4.1 Mapping Skeema to Database from ".skeema" file

Sometimes you'll need a new database to be tracked by `skeema`, e.g. "tunjing_test" for testing environment setup.


Recommended steps are as follows.

  • Create a new directory "<skeema-repo-root>/tunjing_test/".
  • Put your preferred "*.sql" files for tables under the created directory, e.g. "<skeema-repo-root>/tunjing_test/".
  • Put your preferred "*.skeema" file containing "schema=tunjing_test" under "<skeema-repo-root>/tunjing_test/".


  • Execute `skeema push` from <skeema-repo-root>.
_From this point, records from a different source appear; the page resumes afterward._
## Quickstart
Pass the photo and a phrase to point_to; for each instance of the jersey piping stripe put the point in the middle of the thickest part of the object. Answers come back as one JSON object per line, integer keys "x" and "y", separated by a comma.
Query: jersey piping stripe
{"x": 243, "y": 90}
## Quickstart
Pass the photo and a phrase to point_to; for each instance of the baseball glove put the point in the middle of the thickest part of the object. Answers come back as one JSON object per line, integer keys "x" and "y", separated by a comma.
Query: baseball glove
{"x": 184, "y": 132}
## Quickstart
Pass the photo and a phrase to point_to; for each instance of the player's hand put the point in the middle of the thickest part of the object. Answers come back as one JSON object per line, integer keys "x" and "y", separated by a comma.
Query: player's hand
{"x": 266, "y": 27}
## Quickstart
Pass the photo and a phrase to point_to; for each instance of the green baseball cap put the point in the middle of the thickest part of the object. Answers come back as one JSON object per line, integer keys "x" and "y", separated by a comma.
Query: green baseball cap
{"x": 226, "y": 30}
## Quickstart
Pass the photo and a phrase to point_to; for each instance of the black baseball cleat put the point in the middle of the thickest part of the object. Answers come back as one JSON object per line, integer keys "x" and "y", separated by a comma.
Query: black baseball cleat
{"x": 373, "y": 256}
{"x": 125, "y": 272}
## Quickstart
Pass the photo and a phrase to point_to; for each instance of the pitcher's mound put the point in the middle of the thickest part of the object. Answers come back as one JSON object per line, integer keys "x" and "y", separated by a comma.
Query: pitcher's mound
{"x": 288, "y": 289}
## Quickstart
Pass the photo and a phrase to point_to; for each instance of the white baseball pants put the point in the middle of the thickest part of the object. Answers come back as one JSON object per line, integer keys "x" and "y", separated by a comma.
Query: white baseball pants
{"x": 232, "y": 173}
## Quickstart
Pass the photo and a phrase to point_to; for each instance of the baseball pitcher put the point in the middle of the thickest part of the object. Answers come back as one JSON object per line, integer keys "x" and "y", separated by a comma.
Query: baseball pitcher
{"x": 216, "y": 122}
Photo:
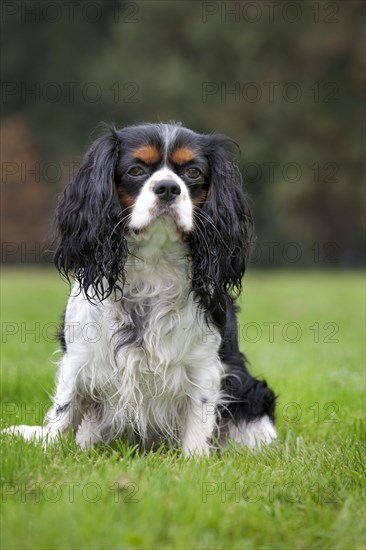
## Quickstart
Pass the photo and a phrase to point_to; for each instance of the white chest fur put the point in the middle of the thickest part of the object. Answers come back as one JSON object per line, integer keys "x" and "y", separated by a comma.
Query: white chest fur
{"x": 154, "y": 356}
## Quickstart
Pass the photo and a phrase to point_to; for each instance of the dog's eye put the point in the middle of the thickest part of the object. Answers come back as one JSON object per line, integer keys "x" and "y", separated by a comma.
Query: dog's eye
{"x": 136, "y": 171}
{"x": 193, "y": 173}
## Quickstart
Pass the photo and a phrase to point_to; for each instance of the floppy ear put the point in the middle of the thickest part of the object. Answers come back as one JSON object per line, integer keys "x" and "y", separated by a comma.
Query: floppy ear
{"x": 90, "y": 241}
{"x": 223, "y": 231}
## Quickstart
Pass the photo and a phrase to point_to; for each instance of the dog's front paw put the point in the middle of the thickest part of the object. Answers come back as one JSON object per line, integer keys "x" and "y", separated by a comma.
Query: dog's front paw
{"x": 254, "y": 434}
{"x": 29, "y": 433}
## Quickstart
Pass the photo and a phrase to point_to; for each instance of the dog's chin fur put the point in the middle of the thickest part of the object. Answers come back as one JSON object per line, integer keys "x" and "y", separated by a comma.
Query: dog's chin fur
{"x": 164, "y": 225}
{"x": 150, "y": 334}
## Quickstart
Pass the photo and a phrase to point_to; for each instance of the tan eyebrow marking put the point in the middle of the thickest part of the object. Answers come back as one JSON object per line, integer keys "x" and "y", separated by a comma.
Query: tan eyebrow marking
{"x": 182, "y": 155}
{"x": 147, "y": 153}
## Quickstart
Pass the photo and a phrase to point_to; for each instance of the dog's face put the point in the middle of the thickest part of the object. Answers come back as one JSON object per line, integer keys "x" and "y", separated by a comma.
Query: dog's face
{"x": 134, "y": 176}
{"x": 162, "y": 170}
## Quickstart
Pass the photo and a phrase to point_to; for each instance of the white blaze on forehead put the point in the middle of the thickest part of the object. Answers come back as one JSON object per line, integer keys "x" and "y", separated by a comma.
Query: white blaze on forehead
{"x": 146, "y": 207}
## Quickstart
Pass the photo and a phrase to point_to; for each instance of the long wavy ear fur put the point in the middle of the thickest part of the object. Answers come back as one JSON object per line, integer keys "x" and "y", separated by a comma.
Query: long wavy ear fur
{"x": 90, "y": 243}
{"x": 222, "y": 240}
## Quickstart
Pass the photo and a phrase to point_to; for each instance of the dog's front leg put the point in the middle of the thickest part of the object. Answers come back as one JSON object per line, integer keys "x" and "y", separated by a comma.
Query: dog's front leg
{"x": 198, "y": 428}
{"x": 66, "y": 411}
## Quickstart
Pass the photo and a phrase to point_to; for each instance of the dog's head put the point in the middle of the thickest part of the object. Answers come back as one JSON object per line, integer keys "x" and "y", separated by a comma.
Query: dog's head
{"x": 134, "y": 176}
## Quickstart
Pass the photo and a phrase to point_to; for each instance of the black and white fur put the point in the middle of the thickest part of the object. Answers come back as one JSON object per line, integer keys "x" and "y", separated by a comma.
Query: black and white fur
{"x": 155, "y": 229}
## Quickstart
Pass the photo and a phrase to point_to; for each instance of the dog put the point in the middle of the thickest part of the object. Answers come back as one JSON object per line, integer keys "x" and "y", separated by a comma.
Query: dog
{"x": 155, "y": 230}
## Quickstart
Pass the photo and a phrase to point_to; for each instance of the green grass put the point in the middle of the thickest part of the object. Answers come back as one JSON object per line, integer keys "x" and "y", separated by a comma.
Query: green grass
{"x": 306, "y": 491}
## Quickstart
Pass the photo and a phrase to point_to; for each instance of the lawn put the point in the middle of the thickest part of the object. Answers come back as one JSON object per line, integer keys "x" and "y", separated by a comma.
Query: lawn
{"x": 302, "y": 331}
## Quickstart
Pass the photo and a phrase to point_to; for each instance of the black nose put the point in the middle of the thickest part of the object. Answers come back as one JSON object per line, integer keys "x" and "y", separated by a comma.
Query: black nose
{"x": 167, "y": 190}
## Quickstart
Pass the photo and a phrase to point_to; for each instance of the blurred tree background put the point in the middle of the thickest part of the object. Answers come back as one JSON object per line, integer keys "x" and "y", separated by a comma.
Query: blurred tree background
{"x": 286, "y": 80}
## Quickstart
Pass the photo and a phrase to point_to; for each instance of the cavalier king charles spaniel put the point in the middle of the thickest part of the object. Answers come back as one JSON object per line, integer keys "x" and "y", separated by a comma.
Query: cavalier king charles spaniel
{"x": 155, "y": 229}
You can also add the a single expected dbname to `<skeema-repo-root>/.skeema` for convenience, e.g. if "travelpp" is the only dbname expected to be accessed by skeema.

```
[production]
socket=/tmp/mysql.sock
user=root
host=localhost
schema=travelpp

[development]
socket=/tmp/mysql.sock
user=root
host=localhost
allow-unsafe
skip-alter-wrapper
skip-alter-algorithm
skip-alter-lock
schema=travelpp
```

By such configuration all "*.sql" files associated with the tables under dbname "travelpp" would be maintained at `<skeema-repo-root>/`.


4.2 Required privileges

The MySQL user you configured in corresponding `.skeema` file must have to "privilege to create & drop database" of the "target live MySQL server", because automation will need create a database named "_skeema_tmp" in the "target live MySQL server".




5. Alternative tools

It's possible that `skeema` is not alone for its service. Check the following alternatives for your best fit.

  • SchemaSync
  • Introduced above in #2.
  • Only generates diff report for different live MySQLServer connections.
  • gh-ost
  • https://github.com/github/gh-ost
  • Pros & cons unknown yet.
  • DBDiff
  • https://github.com/DBDiff/DBDiff
  • Only generates diff report for different live MySQLServer connections.
  • The README of it shows many other alternatives too.
  • mysqldiff
  • https://dev.mysql.com/doc/mysql-utilities/1.6/en/mysqldiff.html
  • Only generates diff report for different live MySQLServer connections.
  • php-mysql-diff
  • https://github.com/camcima/php-mysql-diff
  • Only generates diff report for different *.sql files.
  • sequelize-cli
  • https://github.com/sequelize/cli
  • It's NOT a useful tool for db migration if you uses "sequelize/NodeJs" in backend because the model class files needs MANUAL SPECIFICATION TO INITIALIZE.
  • Note that a similar tool "node-db-migrate" lacks initialization guidance and thus not as competant as this one.


However most of the above are NOT truely alternatives to `skeema`, as they DON'T directly provide "file v.s. livedb" differentiation.


True alternatives are marked in purple.